I read them in chronological order. More of the same is within the body of the emails, more expressions of undying love, requests for photos, but when she hasn’t responded, he starts to sound more than desperate.
He’s escalating. Sending emails is one thing, she can block him, or change her email account, but going to the trouble of seeking out her postal address is on a different level.
She leans forward and exhales slowly. “Well? What do you think?”
What do I think? I think she’s in deep shit and I think this person is obsessed with her but telling her that she probably has a grade one stalker isn’t going to help anyone.
I carefully word my reply. “Like I told Kurt, I can help with the cyber part of this, but I have a contact in the FBI. I think she’s better equipped to deal with the physical letter.”
She stares at me then her head tilts to one side. “No.
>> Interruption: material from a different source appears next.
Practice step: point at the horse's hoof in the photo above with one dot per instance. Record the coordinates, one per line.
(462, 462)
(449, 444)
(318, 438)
That’s not going to happen. I’m just going to change my email address and cancel my PO Box and get another one. The post office can deal with it.”
Kurt warned me she was stubborn, but this seems ridiculous. “Is there a reason you don’t want to involve the cops?”
Her shoulders tense as her face pales slightly. Before I can say anything else, she gets up so she’s glaring down at me. “So, that’s settled then? I cancel my PO Box and we just all move on.”
I’m pretty sure she’s referring to me moving on, but she’s being too pig-headed for her own good. And even if I didn’t owe Kurt, I’m involved now.
“Sure. Go ahead and cancel, but I still want to check on a few things…”
I let my sentence trail off. I can’t exactly tell her I need to make sure it’s the same weirdo sending her mail.
She’s trying to hide it but this level of stalking does more than just rattle a person; it can turn them into a paranoid recluse afraid of their own shadow.
Even if it makes me want to boil my eyeballs reading it, I need to make sure that there’s just one person involved.
She looks set to argue some more, so I deflect the best way I know how as I fold the paper and shove it in my jacket pocket. “I get it. Your privacy has already been invaded, and you think me looking will make it worse, not better.”
I hand her back her laptop and smile. “How about we drop it for a bit, you can give me a tour while you think it over.”
A flash of irritation crosses her face as she closes the laptop. “Alright. But I’m not taking you up to the tower.”